Это звучало убедительно. Неудивительно, что все ему верили. Впрочем, те бараны, что были в секте, поверили бы и не такому. Я тоже этому верил. Не так уж неприятно чувствовать себя в роли барана, тем более если ты временно не представляешь, что тебе делать в этом мире. Однако, о роли того барашка, в которого мне пришлось перевоплотиться в день, с которого, собственно, и начинается мой дневник, я никак не мечтал, даже в самые мрачные минуты своей жизни, когда думаешь обо всяких глупостях: о веревках там с мылом, о венах... Никак не думал.
Так вот, мы собрались в лесу, по видимому, для какого-то обряда - я, во всяком случае, точно не знал, так как никогда особо не интересовался. Однако, в лес мы выбирались чаще всего именно для этого. Резали каких-нибудь кошек или просто мычали песнопения... Когда резали кошек, день проходил, прямо скажем, невесело: я вообще не люблю крови, а уж наблюдать как кошке кто-то очень важно, медленно перерезает горло... Увольте.
Нынешний день отличался от всех остальных. Прежде всего беспокойством, которым я был окружен. Все были со мной очень любезны, каждый при виде меня улыбался как идиот, долго и с почтением тряс руку. Разумеется, глаза при этом чуть ли не крутились вокруг свой оси, только бы не совпасть с моим взором. Бодрости духа подобное поведение, разумеется, никак не внушало. Учитель при всей своей артистичности тоже явно нервничал. Я пытался заглянуть ему в глаза, но мне этого никак не удавалось, несмотря на то, что он все время косился в мою сторону.

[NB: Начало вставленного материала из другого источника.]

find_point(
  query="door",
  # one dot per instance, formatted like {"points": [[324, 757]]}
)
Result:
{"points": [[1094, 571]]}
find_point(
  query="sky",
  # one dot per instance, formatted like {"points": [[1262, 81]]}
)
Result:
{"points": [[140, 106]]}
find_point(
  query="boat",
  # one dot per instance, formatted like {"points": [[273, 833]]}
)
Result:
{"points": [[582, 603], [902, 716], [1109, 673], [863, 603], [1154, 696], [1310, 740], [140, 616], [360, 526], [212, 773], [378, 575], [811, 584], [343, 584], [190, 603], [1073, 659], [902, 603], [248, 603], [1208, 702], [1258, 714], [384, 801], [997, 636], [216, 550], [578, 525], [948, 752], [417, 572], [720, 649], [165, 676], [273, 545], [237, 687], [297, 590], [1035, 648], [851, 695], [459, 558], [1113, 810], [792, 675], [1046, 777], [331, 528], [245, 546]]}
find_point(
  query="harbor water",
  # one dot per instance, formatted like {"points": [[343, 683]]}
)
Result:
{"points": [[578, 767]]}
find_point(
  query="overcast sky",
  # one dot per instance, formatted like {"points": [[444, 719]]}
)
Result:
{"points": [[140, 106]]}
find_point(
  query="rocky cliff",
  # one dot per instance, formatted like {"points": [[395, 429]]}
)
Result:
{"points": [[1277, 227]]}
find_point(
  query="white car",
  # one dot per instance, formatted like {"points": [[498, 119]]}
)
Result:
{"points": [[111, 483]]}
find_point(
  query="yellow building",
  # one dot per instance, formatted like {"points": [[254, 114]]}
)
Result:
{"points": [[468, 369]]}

"Что же это затевается-то?" - мучился я. И несмотря на то, что ответ лежал на поверхности, я не предвидел в тот момент столь резвого поворота в моей судьбе.
Долго задаваться вопросом о том, что же такое вокруг меня готовится, я не собирался. Недолго думая, я громко спросил:
- Ну, - здесь я, разумеется, сделал эффектную паузу, - из конца-то в конец, мне кто-нибудь объяснит, что здесь происходит?
Все промолчали.
- Что ты имеешь в виду? - довольно фальшиво спросил Учитель.

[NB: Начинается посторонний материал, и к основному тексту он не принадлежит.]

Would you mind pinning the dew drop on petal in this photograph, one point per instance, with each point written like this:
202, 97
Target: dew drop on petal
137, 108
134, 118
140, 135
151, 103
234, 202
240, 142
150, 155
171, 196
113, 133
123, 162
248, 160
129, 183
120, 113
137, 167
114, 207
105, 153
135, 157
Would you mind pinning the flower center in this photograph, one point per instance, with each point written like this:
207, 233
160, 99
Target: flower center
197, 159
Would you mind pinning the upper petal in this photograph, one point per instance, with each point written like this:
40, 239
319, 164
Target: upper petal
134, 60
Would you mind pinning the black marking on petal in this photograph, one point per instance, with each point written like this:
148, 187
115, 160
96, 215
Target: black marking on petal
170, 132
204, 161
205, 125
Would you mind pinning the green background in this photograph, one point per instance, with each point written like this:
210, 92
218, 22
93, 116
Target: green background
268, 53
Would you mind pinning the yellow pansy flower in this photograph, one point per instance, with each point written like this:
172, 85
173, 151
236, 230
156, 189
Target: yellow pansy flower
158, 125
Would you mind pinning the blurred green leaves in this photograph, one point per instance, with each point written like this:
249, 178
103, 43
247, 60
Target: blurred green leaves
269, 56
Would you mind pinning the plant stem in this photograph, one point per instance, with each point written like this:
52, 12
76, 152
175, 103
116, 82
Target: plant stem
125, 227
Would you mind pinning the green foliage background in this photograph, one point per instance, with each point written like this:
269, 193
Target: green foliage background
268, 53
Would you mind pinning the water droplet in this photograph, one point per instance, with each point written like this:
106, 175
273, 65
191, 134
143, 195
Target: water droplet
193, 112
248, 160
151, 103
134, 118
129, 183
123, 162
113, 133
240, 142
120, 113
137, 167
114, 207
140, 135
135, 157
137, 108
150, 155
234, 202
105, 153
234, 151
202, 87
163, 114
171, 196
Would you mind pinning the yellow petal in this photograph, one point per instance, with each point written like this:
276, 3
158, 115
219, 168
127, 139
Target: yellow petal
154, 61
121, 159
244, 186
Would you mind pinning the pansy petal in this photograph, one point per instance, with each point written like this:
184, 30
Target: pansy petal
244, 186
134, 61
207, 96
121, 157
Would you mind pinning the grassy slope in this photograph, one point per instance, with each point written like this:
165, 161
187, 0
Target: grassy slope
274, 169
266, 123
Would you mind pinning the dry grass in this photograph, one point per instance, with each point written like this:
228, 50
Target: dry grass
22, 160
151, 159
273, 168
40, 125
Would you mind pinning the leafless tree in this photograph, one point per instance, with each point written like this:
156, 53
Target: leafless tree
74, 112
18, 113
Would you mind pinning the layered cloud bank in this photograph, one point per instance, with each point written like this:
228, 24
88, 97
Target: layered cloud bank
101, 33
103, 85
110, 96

- Если бы я мог объяснить, что имею в виду, то и не спрашивал бы. Что такое готовится?
- Обряд, - пожал плечами Учитель.
- Какой? - продолжал занудствовать я.
Вместо ответа Учитель произнес:
- Теперь можно, ребята.
Вот тут все на меня и бросились. Впрочем, разумеется, не все. Девушки скромно стояли в сторонке, подбирая платочками накатывающие слезки и подтирая носы.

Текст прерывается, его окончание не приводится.